Our job is to analyse those risks and to try to quantify them. If the underlying asset that shareholders base their business on – which is a satellite – doesn’t come off the ground, or crashes, or fails in orbit, they will want that risk to be taken by a third party. And that’s where we come in. We look at all the launches and we assign a price per launcher. Then we look at how many losses we’ve got on average, and build models based on those trends.
Q: Presumably much of this work is very sensitive. How can you assess risk if you don’t have access to information?

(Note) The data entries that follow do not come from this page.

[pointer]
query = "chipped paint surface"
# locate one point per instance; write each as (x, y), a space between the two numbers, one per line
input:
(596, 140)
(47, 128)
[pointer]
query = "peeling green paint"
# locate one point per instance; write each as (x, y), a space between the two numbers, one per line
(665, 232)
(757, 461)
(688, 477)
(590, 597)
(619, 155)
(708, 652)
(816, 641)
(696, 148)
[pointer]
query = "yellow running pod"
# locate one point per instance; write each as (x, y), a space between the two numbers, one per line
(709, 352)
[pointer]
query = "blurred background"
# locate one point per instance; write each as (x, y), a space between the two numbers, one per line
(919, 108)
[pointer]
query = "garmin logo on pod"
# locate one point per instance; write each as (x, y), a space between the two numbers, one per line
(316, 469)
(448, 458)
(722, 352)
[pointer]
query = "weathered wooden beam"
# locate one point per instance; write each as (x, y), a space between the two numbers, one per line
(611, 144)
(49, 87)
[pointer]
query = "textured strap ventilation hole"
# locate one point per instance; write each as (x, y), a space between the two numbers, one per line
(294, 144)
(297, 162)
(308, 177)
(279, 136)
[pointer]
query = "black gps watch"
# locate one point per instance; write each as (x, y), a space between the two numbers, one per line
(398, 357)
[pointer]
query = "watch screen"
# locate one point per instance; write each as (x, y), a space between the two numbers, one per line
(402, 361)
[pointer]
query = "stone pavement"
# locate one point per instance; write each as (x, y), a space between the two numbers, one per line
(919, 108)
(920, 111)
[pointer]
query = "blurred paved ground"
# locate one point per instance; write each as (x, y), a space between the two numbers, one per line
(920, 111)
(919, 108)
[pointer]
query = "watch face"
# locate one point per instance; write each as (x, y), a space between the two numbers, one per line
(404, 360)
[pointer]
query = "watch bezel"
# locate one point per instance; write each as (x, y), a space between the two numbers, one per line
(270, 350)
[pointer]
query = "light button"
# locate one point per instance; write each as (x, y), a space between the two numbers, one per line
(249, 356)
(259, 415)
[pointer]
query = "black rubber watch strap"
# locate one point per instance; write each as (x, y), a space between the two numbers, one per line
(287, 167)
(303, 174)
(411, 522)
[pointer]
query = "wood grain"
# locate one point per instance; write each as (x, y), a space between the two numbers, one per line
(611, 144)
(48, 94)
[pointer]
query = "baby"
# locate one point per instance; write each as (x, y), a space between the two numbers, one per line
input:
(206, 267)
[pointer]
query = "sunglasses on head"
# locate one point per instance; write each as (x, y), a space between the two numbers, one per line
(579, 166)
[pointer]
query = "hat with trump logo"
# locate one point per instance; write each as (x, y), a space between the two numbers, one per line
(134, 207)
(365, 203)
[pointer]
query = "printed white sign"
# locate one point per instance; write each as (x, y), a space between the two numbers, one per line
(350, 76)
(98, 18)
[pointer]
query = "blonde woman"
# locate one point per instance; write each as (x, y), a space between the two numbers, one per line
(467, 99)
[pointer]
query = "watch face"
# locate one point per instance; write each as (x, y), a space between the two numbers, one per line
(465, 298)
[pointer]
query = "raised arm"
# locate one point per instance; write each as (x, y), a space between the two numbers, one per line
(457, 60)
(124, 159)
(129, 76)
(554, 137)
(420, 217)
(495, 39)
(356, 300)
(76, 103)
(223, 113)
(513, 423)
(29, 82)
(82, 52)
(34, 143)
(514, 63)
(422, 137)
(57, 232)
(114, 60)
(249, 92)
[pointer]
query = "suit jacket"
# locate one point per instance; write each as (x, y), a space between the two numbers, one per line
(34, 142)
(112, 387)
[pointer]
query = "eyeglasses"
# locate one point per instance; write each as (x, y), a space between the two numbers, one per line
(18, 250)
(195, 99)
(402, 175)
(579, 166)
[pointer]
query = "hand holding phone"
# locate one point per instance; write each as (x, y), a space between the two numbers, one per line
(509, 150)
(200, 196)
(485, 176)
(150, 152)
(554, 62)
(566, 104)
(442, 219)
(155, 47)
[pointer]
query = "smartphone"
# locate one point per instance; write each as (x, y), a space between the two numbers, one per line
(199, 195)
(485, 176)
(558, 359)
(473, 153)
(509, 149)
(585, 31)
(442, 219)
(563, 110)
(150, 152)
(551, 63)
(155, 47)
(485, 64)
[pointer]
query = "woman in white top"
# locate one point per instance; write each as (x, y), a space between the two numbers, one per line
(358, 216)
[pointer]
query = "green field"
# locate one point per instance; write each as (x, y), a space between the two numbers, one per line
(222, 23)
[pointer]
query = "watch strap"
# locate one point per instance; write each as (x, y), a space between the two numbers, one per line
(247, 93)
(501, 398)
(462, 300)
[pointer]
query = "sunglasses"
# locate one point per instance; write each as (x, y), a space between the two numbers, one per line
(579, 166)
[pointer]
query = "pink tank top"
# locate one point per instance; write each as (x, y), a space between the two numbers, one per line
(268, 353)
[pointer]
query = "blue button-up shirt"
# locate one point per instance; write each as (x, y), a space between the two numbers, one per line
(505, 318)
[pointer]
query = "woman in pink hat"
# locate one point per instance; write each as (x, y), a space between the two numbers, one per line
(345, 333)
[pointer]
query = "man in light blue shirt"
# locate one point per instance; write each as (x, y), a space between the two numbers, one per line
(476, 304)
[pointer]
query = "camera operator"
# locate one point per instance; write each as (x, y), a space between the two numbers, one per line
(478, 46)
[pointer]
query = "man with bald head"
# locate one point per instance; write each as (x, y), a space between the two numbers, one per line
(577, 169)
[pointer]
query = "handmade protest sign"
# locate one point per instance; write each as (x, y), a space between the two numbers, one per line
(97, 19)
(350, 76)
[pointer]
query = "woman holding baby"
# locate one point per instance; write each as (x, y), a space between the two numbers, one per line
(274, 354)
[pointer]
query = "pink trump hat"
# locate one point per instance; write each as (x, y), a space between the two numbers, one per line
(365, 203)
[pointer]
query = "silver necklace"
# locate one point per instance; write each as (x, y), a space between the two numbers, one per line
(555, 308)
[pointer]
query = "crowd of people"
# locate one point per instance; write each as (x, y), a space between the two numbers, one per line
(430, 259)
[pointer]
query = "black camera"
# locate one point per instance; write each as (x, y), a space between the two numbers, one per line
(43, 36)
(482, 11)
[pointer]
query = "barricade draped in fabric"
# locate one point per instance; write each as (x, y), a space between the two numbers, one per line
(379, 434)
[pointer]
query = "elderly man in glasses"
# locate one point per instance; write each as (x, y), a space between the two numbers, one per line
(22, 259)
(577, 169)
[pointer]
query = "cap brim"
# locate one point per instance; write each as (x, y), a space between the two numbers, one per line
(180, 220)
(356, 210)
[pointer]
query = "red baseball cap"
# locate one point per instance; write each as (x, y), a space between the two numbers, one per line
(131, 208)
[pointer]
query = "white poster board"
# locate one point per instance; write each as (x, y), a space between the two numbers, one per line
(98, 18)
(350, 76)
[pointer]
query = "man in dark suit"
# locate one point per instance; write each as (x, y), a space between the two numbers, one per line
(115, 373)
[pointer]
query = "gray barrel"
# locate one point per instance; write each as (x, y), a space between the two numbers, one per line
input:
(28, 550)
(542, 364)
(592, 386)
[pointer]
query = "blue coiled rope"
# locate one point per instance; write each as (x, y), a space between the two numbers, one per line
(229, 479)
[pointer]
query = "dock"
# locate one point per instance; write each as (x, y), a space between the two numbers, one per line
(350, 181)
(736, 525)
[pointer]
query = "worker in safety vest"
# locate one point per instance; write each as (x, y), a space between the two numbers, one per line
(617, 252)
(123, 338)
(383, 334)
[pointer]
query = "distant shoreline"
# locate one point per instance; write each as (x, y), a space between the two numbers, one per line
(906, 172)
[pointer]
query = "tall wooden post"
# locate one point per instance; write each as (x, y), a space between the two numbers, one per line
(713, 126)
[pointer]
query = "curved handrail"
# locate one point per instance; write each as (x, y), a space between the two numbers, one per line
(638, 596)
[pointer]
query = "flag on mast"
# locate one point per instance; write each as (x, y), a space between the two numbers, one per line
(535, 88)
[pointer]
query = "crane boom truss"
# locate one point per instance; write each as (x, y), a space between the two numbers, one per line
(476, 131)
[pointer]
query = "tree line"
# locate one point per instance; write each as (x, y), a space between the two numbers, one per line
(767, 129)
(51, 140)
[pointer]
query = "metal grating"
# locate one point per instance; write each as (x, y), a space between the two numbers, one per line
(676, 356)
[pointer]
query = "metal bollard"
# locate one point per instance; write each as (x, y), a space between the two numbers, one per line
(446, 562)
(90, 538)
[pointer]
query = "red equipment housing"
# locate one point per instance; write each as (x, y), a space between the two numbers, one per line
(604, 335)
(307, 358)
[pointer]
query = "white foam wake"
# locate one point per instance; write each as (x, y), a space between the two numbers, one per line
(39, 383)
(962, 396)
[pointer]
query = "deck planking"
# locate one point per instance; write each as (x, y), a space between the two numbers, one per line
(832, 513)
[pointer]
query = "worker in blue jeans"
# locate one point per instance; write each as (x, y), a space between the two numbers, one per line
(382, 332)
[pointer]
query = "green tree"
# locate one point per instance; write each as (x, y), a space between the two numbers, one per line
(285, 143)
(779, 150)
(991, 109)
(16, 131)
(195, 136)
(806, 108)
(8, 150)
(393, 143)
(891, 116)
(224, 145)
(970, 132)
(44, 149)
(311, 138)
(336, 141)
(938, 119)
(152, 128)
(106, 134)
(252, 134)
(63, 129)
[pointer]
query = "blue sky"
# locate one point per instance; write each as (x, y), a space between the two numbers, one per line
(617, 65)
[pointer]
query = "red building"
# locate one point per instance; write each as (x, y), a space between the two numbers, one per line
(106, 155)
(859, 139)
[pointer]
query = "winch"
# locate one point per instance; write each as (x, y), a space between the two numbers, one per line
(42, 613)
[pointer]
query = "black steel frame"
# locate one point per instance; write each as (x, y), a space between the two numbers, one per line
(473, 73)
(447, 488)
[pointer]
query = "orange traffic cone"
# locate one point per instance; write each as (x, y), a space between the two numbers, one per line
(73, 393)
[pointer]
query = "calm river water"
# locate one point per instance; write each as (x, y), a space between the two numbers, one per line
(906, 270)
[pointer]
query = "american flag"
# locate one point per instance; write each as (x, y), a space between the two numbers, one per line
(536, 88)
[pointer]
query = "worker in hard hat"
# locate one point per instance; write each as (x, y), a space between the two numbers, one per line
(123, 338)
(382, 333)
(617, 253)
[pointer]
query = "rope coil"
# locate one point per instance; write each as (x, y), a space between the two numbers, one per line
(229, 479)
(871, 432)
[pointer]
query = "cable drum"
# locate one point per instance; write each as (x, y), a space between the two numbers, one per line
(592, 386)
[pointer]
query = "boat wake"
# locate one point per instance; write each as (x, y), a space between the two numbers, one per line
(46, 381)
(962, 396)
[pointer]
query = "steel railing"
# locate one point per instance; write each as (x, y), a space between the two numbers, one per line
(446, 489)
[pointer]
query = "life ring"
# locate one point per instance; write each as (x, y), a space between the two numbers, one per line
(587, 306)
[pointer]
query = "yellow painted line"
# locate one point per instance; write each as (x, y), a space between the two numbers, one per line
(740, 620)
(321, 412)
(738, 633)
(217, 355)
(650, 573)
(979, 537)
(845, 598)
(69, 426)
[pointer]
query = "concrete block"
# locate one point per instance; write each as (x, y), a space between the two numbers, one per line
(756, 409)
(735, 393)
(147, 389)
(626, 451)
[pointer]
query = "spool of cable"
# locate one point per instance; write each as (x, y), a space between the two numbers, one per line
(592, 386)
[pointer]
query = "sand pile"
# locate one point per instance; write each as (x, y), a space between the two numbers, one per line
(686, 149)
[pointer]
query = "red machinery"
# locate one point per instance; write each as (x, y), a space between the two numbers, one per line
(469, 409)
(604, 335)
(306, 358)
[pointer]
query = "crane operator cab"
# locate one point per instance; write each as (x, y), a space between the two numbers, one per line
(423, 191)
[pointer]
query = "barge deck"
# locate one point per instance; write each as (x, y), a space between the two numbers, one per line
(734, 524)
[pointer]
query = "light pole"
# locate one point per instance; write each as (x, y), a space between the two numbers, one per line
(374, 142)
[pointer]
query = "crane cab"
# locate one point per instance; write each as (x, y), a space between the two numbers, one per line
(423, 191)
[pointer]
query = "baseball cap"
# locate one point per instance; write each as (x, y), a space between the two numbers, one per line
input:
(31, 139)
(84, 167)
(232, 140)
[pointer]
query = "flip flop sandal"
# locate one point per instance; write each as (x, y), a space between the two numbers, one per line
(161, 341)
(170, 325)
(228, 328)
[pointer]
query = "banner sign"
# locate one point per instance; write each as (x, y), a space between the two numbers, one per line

A: We can’t access the satellites themselves when they are in orbit, but we can get data from them. For each satellite we insure, we probably have a 100-150-page report with all its technicalities. The information we receive is protected by very strong agreements – legal and state agreements – but it is still not sufficient to disrupt the market. It’s a fine balance that has developed over the years.
Q: Why Dubai?
A: We created Else [Else is the parent company of elesco] in 2006, and wanted to do things differently. All of our competitors were mainly in the US and in Europe, and we wanted to create something that was closer to Asia, but not completely disconnected from Europe and the US. Dubai seemed like a good place to trade.
Q: What changes have you seen in the last year?
A: There’s a big push for privatisation in space right now, especially in the US. A lot of companies, entrepreneurs and billionaires are investing into space, and see it as the next adventure. You’ve also got governments doing the same thing. In China and Europe, for example, governments invest in it as they see it as strategic positioning for the future.
Q: As an industry observer, what are your thoughts on the UAE’s ambitions for its Mars mission and KhalifaSat?
A: We started the company in 2006, the same year as EIAST – which is now known as the Mohammed Bin Rashid Space Centre – with a very small base in our respective markets. Ten years down the line, what they’ve done is quite remarkable.
We insured 100 per cent of DubaiSat-1, we insured 50 per cent of DubaiSat-2, and if they need any insurance we will try to do something for DubaiSat-3. We’ve always been very close to them because they are quite exceptional, and refreshing in the space world. They’ve decided to work with young Emiratis, to train them, and to promote entrepreneurship. They’ve played their cards very skilfully and are doing an amazing job.
In the space field, you’ve got a lot of very strong companies everywhere, but because they’ve been established for a quite a while, you haven’t got that many young people with a good understanding of space. Because the Mohammed Bin Rashid Space Centre started from scratch, they have really engaged the youth. They built up a team of people who have been working on every aspect of the satellite, and they’ve grown with it. I think if you want to build an industry for the future, that’s exactly how you should start it. They started it with little money and a lot of hard work, and have achieved amazing feats in a short space of time.